Photo by Véronique Lévesque
Mundy's Bay released their debut full-length album on March 13, 2020, so if their name doesn't ring a bell, that's understandable. There was a lot going on that weekend.

Luckily for you (and very luckily for me) I listened to the album earlier this year, then slotted it in the category of "revisit to see how it stands up later this year" a.k.a. the list I pull most of my "best of" albums from at year's end after listening to all of them again. But there's no reason to wait one second more if you haven't heard this yet.

The Canadian quartet traffics in a mixture of indie-pop and dance-rock to craft a bubbly blend of absolute good time jams. Their bio mentions they come from the punk and hardcore scenes of the rough and tumble North, which tracks. I mean, even Sloan's members were in hardcore bands at one time, but there's something about the Canadian air that just triggers melodic rock and/or pop explosions to erupt in the midst of any songwriting session. They simply can't help it, much to our benefit.

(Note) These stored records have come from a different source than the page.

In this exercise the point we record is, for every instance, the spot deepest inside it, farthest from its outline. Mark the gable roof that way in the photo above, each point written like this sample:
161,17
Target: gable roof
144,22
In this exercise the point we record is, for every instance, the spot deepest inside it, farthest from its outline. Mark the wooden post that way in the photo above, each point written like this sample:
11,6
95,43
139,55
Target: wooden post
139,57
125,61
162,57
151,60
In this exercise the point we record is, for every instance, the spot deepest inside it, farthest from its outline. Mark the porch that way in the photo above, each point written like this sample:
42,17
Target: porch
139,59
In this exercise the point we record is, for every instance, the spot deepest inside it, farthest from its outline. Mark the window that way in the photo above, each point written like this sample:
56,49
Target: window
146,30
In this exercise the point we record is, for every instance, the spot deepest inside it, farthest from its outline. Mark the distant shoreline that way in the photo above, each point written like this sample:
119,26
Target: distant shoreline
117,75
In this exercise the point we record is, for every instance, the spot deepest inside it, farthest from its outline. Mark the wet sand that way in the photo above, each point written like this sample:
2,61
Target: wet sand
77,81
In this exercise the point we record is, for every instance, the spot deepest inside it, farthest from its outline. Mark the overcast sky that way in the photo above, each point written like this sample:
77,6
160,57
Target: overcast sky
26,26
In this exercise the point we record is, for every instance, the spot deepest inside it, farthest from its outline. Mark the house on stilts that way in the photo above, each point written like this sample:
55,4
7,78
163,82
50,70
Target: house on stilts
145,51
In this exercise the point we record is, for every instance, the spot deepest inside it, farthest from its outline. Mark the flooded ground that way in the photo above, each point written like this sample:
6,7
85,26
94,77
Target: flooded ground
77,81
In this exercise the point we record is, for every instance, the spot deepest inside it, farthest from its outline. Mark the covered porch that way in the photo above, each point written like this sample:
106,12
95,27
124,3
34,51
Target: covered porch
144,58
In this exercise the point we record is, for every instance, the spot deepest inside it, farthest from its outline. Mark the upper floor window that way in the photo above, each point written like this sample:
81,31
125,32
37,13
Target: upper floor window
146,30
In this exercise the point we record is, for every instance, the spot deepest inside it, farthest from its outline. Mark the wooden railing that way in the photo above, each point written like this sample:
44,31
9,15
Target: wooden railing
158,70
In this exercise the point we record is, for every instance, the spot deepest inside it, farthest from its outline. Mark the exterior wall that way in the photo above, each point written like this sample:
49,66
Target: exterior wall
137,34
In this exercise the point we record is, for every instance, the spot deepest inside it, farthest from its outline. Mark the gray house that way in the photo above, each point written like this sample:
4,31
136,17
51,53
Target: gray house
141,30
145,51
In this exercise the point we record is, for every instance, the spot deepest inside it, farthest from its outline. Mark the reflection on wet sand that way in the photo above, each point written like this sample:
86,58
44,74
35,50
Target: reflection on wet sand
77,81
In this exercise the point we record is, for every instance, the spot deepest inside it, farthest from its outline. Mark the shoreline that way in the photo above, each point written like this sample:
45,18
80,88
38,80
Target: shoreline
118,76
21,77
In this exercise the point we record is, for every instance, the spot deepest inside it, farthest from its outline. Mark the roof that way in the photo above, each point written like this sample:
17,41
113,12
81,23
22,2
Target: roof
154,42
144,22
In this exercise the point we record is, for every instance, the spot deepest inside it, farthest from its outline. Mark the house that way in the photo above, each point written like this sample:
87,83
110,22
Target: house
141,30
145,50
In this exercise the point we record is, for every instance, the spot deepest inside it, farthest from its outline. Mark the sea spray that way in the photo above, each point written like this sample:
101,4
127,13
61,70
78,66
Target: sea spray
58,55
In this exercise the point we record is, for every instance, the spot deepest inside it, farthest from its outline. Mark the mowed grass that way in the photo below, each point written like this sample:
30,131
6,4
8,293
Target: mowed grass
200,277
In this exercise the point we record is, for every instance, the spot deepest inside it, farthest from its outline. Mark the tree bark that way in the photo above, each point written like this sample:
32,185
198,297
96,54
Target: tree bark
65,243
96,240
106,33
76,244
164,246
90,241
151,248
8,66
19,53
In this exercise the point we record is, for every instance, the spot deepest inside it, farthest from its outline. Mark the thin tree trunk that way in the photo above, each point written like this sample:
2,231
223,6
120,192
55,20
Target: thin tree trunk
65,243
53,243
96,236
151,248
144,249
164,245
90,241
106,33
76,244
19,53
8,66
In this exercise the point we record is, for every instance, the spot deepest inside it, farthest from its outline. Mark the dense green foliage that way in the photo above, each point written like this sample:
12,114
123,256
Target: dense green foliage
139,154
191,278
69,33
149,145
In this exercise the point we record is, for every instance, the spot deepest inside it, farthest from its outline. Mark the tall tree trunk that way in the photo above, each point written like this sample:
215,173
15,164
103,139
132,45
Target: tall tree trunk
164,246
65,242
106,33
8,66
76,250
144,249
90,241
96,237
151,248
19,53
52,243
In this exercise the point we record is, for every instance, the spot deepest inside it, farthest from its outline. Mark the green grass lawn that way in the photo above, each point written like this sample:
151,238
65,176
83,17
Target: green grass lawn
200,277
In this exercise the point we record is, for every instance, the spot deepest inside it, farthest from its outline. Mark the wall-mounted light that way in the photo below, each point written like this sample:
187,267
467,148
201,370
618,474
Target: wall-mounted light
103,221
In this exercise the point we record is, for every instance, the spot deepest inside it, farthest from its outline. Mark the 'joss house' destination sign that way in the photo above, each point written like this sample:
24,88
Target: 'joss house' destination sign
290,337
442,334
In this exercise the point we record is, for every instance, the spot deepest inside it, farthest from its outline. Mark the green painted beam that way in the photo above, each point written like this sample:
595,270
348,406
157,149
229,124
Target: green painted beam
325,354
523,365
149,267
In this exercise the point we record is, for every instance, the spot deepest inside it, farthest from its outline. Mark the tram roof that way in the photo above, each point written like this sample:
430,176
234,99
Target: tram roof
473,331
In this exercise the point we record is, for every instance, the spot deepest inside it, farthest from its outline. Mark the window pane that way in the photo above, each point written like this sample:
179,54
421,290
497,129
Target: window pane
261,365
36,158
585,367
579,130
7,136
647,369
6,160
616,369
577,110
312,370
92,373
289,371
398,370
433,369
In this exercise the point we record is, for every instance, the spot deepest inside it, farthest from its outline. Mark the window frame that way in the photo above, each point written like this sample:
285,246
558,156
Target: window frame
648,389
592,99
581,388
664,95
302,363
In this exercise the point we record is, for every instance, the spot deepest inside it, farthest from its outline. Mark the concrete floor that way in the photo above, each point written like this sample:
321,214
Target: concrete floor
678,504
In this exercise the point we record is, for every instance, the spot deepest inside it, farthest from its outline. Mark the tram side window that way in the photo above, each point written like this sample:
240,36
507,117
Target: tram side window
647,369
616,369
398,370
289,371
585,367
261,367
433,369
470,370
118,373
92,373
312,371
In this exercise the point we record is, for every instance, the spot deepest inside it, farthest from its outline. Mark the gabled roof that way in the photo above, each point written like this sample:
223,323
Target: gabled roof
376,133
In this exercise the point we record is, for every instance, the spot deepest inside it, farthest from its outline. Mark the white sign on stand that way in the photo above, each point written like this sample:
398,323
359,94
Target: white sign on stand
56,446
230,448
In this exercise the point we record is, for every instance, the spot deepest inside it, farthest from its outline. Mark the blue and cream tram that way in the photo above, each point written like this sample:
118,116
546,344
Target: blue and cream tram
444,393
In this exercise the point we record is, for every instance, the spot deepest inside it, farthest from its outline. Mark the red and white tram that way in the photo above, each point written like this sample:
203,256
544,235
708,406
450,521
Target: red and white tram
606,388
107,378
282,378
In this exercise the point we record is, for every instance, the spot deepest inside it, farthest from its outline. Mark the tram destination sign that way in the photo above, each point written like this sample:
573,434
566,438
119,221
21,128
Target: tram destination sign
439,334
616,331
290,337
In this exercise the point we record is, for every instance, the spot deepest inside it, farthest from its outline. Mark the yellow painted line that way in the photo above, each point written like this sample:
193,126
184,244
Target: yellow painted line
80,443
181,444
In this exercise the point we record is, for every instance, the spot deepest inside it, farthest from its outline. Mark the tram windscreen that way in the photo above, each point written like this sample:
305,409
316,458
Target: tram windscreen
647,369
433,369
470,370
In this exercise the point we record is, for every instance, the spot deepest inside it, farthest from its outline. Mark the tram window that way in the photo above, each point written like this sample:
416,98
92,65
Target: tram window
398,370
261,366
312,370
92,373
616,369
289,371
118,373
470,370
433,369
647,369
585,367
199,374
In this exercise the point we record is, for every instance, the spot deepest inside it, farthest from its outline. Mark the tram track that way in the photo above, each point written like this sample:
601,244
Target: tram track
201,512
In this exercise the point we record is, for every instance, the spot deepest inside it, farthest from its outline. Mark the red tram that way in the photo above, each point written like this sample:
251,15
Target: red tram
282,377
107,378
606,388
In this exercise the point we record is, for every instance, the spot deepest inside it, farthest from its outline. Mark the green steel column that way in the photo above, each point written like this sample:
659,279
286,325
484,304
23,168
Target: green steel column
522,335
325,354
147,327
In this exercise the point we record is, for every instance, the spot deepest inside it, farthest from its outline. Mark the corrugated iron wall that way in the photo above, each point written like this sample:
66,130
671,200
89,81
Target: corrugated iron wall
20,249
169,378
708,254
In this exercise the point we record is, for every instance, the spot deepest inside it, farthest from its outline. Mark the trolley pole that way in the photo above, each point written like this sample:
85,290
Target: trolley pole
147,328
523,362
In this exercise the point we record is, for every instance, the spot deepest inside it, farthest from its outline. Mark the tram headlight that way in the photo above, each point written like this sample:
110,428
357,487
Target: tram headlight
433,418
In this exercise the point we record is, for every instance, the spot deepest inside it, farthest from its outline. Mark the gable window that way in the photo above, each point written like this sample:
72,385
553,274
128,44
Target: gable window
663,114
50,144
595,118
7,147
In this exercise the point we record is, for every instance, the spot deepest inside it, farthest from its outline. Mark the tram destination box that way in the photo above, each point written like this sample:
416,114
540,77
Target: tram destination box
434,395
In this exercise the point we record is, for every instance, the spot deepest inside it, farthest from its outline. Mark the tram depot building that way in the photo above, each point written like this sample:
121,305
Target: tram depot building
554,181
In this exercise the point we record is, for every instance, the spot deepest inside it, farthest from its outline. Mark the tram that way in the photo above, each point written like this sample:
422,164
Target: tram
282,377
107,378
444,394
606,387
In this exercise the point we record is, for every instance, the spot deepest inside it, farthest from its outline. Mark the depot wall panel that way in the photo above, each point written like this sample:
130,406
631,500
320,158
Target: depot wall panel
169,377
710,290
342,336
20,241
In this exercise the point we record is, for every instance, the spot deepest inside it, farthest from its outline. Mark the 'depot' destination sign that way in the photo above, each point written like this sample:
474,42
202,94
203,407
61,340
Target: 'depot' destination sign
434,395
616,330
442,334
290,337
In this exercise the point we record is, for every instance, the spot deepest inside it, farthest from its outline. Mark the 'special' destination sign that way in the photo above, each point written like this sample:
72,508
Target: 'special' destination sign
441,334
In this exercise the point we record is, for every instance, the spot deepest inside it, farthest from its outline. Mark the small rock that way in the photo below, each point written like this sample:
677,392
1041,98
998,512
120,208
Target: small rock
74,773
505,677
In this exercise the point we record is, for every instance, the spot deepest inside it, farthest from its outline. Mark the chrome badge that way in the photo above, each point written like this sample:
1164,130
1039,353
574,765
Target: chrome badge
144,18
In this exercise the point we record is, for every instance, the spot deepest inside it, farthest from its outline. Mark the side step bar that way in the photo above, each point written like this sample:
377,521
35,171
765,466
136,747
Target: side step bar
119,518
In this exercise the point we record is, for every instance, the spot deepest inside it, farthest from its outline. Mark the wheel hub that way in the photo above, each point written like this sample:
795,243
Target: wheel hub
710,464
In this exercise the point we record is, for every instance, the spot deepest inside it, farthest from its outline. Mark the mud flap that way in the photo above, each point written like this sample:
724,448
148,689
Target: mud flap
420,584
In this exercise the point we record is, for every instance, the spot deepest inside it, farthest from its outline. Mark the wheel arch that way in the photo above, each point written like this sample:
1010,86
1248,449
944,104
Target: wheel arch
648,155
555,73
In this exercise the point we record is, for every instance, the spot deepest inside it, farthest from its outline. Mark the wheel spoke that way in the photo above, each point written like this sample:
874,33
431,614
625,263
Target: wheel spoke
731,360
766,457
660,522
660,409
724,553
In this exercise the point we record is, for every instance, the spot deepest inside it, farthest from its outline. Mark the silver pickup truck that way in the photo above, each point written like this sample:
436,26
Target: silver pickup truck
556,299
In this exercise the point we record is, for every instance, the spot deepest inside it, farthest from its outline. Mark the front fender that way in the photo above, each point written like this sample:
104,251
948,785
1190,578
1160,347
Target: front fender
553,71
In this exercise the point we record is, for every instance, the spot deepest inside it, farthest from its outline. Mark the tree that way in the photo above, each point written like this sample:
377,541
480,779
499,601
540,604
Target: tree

Another reason to listen to this? It was released on March 13 of this year, which means it's an artifact from a different time, despite being a recent release. Thank god it's an artifact of all the positive things that went into its development, and not a reflection of a world threatening to tumble into a new Dark Ages. 

Lonesome Valley may be come off as an intimidating title for Mundy's Bay's debut LP, but for me the album has been a long drink of incredibly rejuvenating fresh water, courtesy our Canadian neighbors.

Wednesday, November 04, 2020

Count every vote!

I'm flabbergasted. Again. While it appears Joe Biden is on track to easily win the popular vote, we still have about half a nation that is voting in ways I simply no longer understand, and Trump could still take the Electoral College. But the votes are still being counted, no matter what the current President says. So we just have to sit tight.

Instead, for today, I went through the archives and here are my reactions to all the elections since this website launched and thought I'd share them with you.

2004: This was the year I just shared some of John Resh's thoughts and ... it is shocking how timely it is when you re-read it.


2012: I was so optimistic!

2016: It took me well over a week to stop posting short, scattered blasts that illustrated just how thrown I was, but I finally did manage to collect a few thoughts at the time.

2020? We'll see. No matter what the final results, the U.S.A. is. not the country I thought it was and, for the first time in my life, I don't know if it ever will be. But hang tight—giving up simply isn't an option.

Tuesday, November 03, 2020

What's your post-voting plan?

There was so much talk about creating a voting plan to ensure your ballot is cast and counted, but I don’t think anyone extended that plan to cover what to do after you vote. What do you do in the gap between doing your civic duty and the final results?

Four years ago I spent election night alone, growing steadily more horrified as the evening went on. 

This year I’ll be spending the evening alone again, fervently hoping that the results will at least give me hope, even if it’s not gonna immediately solve all our problems. But I will probably not be watching TV in real time for most of the night, instead opting to catch up with season two of Dirk Gently’s Holistic Detective Agency. There’s nothing I can do about the results of the election at this point, so I’m trying everything I can to keep from obsessing over them right now.

Whatever your voting plan may be, make sure it includes some voting post-care. Look out for yourselves and each other. 

We’re all in this together. Except Trump. He’s a dick. Still.